Draft Law No. 9055 carries the risks of narrowing the advocate’s professional rights and guarantees of the practice of law; does not contribute to further approximation of advocacy to the European standards.
Instead, this draft law contains many norms that actually legitimize the possibility of pressure on an advocate in connection with his professional activities by limiting the professional rights and guarantees of the practice of law; extending the advocates’ duties; introducing the concept of “abuse of law”, the expansion of the list of disciplinary penalties and the range of persons who can file complaints on the actions of an advocate, detailing the order of bringing to disciplinary liability.
In addition, according to the draft law, regional self-government bodies are deprived of the basic functions of protecting the professional rights and interests of advocates of the region, of ensuring the observance of the advocacy guarantees in the region.

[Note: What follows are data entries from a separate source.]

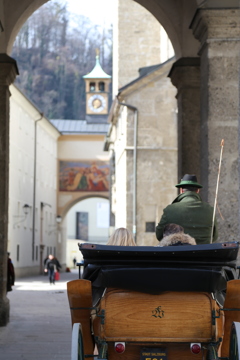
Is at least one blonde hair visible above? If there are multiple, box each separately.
[107,227,136,246]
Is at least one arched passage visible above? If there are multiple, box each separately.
[1,0,240,328]
[59,193,109,221]
[60,195,110,268]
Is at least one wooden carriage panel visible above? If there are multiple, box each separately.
[221,280,240,357]
[67,280,94,355]
[98,289,215,342]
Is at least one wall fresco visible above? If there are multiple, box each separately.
[59,160,109,192]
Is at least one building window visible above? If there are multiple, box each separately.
[17,244,20,261]
[99,82,105,91]
[36,246,38,261]
[145,222,156,233]
[90,82,96,92]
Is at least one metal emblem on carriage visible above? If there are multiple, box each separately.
[152,306,164,318]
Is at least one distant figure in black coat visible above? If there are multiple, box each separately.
[7,252,15,292]
[44,254,61,284]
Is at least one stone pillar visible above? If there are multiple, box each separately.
[168,58,201,181]
[0,54,18,326]
[191,9,240,241]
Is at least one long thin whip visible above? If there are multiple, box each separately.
[210,139,224,243]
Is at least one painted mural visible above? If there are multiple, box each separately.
[59,160,109,192]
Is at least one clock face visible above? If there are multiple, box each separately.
[88,94,106,113]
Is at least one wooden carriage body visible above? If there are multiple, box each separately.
[68,242,240,360]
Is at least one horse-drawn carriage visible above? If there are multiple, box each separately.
[67,242,240,360]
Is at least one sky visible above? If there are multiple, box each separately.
[59,0,115,26]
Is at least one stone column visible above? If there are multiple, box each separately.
[0,54,18,326]
[168,58,201,181]
[191,9,240,241]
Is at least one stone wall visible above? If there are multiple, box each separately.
[115,0,171,90]
[114,60,177,245]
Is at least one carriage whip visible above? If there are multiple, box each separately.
[210,139,224,243]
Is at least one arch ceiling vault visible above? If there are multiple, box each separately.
[1,0,239,55]
[1,0,201,57]
[0,0,240,326]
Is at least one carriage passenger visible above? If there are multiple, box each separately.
[158,223,196,246]
[107,227,136,246]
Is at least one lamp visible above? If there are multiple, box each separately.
[56,215,62,223]
[13,204,30,228]
[23,204,30,215]
[48,215,62,234]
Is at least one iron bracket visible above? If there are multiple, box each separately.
[96,309,105,325]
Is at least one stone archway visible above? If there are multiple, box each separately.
[135,0,199,59]
[1,0,200,58]
[1,0,240,327]
[59,193,109,220]
[58,194,110,265]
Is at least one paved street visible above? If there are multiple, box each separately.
[0,269,79,360]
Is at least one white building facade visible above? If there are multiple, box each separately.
[8,85,60,277]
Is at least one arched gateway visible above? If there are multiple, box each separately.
[0,0,240,326]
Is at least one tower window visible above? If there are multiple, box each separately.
[99,82,105,91]
[90,82,96,92]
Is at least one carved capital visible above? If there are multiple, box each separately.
[168,57,200,92]
[191,8,240,50]
[0,54,19,86]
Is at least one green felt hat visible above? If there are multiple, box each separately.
[175,174,203,188]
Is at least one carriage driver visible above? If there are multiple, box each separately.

Draft law No. 9055 provides for a grace period for admission to the advocacy of prosecutors and judges, and, in fact, for four years from the date of entry into force of this draft law, all other jurists (lawyers, legal advisers, other persons in similar positions, investigators, notaries, assistant judges, assistants of notaries, pedagogical or scientific-pedagogical workers, scientific workers) without passing internship and work experience as a lawyer’s assistant (trainee). However, most of them are not familiar with procedural standards, they do not have an understanding of ethical standards, the priority of client interests and the protection of human rights, which, of course, will not contribute to the provision of quality legal assistance and the administration of justice.
At the same time, the draft law contains many restrictions on the rights of persons wishing to obtain the status of an advocate, that is, the admission to the profession is hampered. The different two-level system of qualification exam administering bodies is offered, as well as much longer time period for exam preparation and the decision to issue a certificate. According to this draft law, the qualification exams are carried out by the Higher Qualification Commission of the Bar (the “HQCB”) at least once every three months. After that, the HQCB must decide on the positive or negative result of the qualification exam. Since the law does not provide for deadlines for making decisions on the results of the exam and the issuance of the relevant certificate, this process can be delayed for many years, which inevitably leads to the creation of queues for the examination of persons who wish to engage in advocates’ activities.
In addition, given the HQCB is making decisions once a month, the uncertainty in the timing of rendering decision on the results of the qualification exam, appealing decisions on passing of the exam to the same HQCB will inevitably lead to corruption risks.